The study that Drs. DerSimonian and Levine re-analyzed was a meta-analysis, a statistical technique used to analyze a number of studies with inconclusive or inconsistent results. This study, "Effect of calcium supplementation on pregnancy-induced hypertension and preeclampsia: a meta-analysis of randomized controlled trials," was originally published in JAMA in 1996.

"Pregnant women need calcium," Dr. DerSimonian said. "But taking calcium supplements so that the total calcium consumed exceeds the recommended level for calcium doesn't appear to offer any benefit for women at low risk for preeclampsia." According to the Food and Nutrition Board of the Institute of Medicine, pregnant women age 19 and over need 1000 milligrams of calcium a day. Pregnant girls from ages 14 to 18 need 1300 milligrams of calcium a day.

Briefly, the NICHD authors contended that the studies included in the meta-analysis varied considerably from one another. Because these variations were not taken into consideration, the meta-analysis incorrectly concluded that calcium supplements appear to prevent preeclampsia.

In their article, Drs. DerSimonian and Levine noted that many of the studies included in the meta-analysis differed in their definition of preeclampsia. In addition, many of the studies failed to include placebo groups. "In the absence of a placebo-control group," the authors wrote, "any effect of calcium supplementation cannot be distinguished from a placebo effect."

Some of the studies included only women at high risk for preeclampsia, whereas others included only women at low risk for the condition. The studies also differed substantially from each other in the amount of dietary calcium the women consumed, with some women having consumed comparatively low amounts of calcium and others having consumed comparatively high amounts.

After these sources of variation were taken into account, a re-analysis of the combined data from all the studies showed that calcium supplements did not offer any beneficial effects in women at low risk of preeclampsia.

The authors noted that the re-analysis implied a possible benefit of calcium supplementation in high-risk women. They cautioned, however, that the small number of women who took part in these studies and inconsistencies in the data from one study made it difficult to determine if this finding is valid.

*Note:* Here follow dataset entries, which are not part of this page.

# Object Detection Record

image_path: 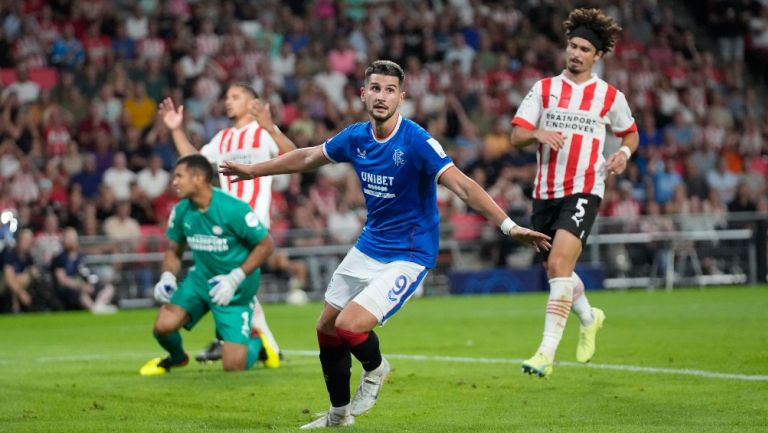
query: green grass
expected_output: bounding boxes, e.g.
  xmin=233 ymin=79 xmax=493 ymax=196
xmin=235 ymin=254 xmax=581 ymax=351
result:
xmin=0 ymin=287 xmax=768 ymax=433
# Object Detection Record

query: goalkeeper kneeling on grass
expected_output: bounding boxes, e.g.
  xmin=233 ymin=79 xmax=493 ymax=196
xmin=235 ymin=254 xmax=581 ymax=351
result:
xmin=139 ymin=155 xmax=274 ymax=376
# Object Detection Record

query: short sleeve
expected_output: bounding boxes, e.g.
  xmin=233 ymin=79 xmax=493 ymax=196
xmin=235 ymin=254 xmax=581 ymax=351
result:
xmin=415 ymin=132 xmax=453 ymax=182
xmin=607 ymin=92 xmax=637 ymax=137
xmin=200 ymin=129 xmax=228 ymax=164
xmin=323 ymin=126 xmax=351 ymax=163
xmin=270 ymin=125 xmax=280 ymax=158
xmin=230 ymin=203 xmax=268 ymax=248
xmin=165 ymin=203 xmax=186 ymax=244
xmin=512 ymin=81 xmax=541 ymax=131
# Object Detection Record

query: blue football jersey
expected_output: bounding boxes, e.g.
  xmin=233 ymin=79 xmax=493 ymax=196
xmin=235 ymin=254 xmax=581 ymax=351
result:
xmin=323 ymin=116 xmax=453 ymax=268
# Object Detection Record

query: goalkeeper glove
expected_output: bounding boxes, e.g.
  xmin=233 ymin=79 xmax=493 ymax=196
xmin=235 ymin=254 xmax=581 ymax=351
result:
xmin=155 ymin=271 xmax=176 ymax=304
xmin=208 ymin=267 xmax=245 ymax=306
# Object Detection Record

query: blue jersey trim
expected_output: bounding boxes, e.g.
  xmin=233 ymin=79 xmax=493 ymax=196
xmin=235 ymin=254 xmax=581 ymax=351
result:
xmin=435 ymin=162 xmax=454 ymax=183
xmin=322 ymin=141 xmax=339 ymax=164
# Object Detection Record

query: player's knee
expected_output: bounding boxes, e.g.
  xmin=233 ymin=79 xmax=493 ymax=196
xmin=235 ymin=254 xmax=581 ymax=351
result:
xmin=336 ymin=326 xmax=369 ymax=347
xmin=221 ymin=358 xmax=246 ymax=372
xmin=152 ymin=321 xmax=176 ymax=337
xmin=546 ymin=254 xmax=573 ymax=278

"Additional carefully controlled randomized trials are needed to establish whether calcium supplementation may indeed reduce the incidence of preeclampsia in healthy women at high-risk, especially in the presence of low dietary calcium intake," they wrote.

Preeclampsia is a life-threatening complication of pregnancy in which a woman may develop dangerously high blood pressure and begin excreting protein in the urine. About 5 percent of first-time mothers and 1 to 2 percent of mothers having subsequent pregnancies develop the condition. Preeclampsia may occur suddenly, without warning--sometimes in as little as a few hours. In cases where preeclampsia does not progress to eclampsia--convulsions and risk of death--the children born to mothers with preeclampsia may be extremely small for their age or may be born prematurely. This may, in turn, place them at risk for a variety of other complications of birth. Although the high blood pressure accompanying preeclampsia can be treated with blood pressure lowering drugs, the only effective way to end the condition is by delivery.